# Are mini manchas aloud to show in 4h?



## laurenlewis24 (Jul 2, 2013)

...are they?


----------



## ciwheeles (Apr 5, 2013)

Not that I know of or have seen in my in my local 4h. As far as I know they're still not really recognized as an official breed by any other group except MDGA.


----------



## Nubian_Nut (Dec 21, 2012)

You'll have to contact your Jr. Fair Board office or Extension Office. They would be allowed at my county fair, as I have shown my Mini Nubian there and was shown with the other dairy goats her age. Just note that the judge will most likely not know that she is a Mini and she will most likely not place well due to the fact the judge will think she is too small for her age, not realizing she's a Mini. If you have an open class at your fair, you'd probably show in a Recorded Grade class or a AOB, or All Other Breeds class. Again, this is just how it's ran at my fair and i would strongly suggest you contact your Jr. Fair Board office or local Extension Office. Happy Showing!!!


----------



## caprine crazy (Jun 12, 2012)

I don't see why not. You might be the only person with that breed of goat though, so you won't really get to compete against anyone else except in showmanship. Ask your fair if they can make a special class for minis because if you don't they above may happen. I would ask or 4h leader to see if you could. Like I said i don't know why they would have a problem with it.


----------



## ksalvagno (Oct 6, 2009)

It really is up to the local 4H that you are part of. I would contact them and find out.


----------



## Scottyhorse (Feb 11, 2013)

At my fairs they can be. They would be in the mini goat section.


----------



## J.O.Y. Farm (Jan 10, 2012)

In my fair we have pet goat/meat goat/Pygmy sections.. And they can be used in showmanship and costume classes ect.. I would contact the person running it and ask them  they would know best


----------



## kccjer (Jan 27, 2012)

We can show our minis at the fair.
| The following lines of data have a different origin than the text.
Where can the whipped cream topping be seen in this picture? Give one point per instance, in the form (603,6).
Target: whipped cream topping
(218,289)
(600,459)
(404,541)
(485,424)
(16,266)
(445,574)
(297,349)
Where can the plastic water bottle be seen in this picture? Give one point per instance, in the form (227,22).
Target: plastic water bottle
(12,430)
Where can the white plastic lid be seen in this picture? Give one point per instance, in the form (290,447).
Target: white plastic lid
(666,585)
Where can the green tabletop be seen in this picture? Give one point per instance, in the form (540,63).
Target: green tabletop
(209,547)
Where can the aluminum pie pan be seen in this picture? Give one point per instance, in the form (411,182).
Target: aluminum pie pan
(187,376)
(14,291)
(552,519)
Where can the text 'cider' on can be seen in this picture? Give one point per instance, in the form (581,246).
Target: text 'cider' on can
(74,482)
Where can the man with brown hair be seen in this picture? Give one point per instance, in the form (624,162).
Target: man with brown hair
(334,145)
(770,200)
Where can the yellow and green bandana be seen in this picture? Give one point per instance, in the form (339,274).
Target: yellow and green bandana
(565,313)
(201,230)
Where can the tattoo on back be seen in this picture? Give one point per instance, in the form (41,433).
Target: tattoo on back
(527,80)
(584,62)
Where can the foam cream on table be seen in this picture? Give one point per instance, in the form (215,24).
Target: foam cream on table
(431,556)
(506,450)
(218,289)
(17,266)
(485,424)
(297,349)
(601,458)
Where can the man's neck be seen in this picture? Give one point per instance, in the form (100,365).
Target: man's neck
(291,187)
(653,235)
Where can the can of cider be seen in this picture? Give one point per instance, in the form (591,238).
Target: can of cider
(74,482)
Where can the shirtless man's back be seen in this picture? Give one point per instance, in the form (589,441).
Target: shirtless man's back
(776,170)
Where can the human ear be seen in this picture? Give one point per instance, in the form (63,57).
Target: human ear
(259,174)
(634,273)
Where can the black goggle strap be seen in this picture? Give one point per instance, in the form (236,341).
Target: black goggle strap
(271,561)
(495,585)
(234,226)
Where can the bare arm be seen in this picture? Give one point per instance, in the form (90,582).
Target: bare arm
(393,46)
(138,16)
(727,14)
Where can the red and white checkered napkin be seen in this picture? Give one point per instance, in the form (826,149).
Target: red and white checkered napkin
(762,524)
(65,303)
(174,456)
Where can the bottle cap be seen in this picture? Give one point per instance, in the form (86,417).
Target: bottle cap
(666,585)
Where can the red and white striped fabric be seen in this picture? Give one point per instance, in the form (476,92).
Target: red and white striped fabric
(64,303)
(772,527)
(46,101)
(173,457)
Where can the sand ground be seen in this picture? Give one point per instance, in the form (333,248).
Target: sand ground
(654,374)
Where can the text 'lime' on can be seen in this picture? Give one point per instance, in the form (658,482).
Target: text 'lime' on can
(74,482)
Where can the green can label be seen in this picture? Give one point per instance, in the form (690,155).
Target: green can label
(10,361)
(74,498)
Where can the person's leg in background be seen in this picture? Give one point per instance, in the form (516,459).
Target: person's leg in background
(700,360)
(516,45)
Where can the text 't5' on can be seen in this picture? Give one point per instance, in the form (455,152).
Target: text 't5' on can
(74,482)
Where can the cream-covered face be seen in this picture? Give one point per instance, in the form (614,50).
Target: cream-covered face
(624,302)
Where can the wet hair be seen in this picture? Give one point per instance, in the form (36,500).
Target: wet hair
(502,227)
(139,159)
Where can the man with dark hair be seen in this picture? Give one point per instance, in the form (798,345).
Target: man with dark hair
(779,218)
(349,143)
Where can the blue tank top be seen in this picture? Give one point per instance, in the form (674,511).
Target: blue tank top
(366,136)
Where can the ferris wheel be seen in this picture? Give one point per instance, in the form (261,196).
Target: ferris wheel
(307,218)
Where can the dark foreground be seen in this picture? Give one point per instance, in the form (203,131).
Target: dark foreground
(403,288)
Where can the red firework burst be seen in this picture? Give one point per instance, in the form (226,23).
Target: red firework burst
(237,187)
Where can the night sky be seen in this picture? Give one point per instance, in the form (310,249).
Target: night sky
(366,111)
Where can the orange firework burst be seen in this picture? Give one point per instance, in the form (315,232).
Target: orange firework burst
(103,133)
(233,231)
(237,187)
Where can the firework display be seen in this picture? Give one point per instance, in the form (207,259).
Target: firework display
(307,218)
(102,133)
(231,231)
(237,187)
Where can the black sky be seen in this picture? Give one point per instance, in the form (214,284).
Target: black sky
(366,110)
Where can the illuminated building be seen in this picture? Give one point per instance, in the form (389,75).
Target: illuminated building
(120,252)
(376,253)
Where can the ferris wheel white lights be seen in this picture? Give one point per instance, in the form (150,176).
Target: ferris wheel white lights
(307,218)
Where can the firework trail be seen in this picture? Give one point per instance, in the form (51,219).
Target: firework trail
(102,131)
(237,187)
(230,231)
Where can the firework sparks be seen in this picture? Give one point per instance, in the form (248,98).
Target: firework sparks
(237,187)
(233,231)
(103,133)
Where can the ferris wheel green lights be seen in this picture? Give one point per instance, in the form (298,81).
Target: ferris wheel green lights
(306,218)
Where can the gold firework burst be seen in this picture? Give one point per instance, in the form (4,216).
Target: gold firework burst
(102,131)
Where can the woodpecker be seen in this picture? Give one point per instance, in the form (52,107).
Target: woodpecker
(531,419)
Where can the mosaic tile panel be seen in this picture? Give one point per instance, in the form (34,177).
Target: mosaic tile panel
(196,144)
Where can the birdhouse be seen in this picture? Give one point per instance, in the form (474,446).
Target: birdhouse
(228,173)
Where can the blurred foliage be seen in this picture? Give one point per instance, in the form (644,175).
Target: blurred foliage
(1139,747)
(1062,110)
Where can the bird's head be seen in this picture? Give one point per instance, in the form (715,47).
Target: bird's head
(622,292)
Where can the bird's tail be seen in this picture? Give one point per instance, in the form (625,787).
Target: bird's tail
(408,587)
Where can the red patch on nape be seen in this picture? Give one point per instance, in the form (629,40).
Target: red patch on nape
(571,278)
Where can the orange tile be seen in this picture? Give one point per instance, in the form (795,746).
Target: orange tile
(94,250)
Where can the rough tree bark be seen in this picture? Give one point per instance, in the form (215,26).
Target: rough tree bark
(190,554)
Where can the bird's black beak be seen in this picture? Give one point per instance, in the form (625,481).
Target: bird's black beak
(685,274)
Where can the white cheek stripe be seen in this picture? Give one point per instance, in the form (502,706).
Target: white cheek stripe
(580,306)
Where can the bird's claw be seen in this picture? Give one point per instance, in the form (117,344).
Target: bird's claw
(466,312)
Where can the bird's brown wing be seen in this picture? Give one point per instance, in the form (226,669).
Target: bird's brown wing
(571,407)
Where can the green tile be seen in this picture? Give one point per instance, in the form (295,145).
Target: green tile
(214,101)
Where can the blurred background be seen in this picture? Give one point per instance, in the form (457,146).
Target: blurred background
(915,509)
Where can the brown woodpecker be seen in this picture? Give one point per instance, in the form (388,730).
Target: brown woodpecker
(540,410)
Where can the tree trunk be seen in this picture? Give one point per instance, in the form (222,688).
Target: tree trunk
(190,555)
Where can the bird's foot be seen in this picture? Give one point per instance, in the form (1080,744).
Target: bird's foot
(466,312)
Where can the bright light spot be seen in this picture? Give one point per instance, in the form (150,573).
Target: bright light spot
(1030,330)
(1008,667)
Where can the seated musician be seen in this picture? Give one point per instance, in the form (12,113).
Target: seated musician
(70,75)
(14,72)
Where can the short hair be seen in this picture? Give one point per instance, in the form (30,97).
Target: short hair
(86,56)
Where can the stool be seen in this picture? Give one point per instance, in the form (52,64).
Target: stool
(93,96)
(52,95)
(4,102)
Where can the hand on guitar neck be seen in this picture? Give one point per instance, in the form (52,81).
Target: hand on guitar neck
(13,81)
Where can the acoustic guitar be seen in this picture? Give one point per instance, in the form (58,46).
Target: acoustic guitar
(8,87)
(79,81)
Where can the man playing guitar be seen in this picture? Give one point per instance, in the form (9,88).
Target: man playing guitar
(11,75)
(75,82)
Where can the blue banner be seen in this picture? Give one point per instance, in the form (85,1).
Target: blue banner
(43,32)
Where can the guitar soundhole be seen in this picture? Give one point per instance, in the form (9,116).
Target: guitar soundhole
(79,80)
Up til this last year tho, they showed with the big goats, so you knew you were going to the bottom. We got minis added to the classes for this last year tho!! If there isn't a class, just ask your fairboard to add them. You can start with your extension office and they can help you.


----------



## enchantedgoats (Jun 2, 2013)

in our state you can show minis but they must registered with a mini goat association.


----------



## kccjer (Jan 27, 2012)

enchantedgoats said:


> in our state you can show minis but they must registered with a mini goat association.


Luckily, this only counts for the State Fair for us. We can show mix breeds at the county level, but they must be registered for State.


----------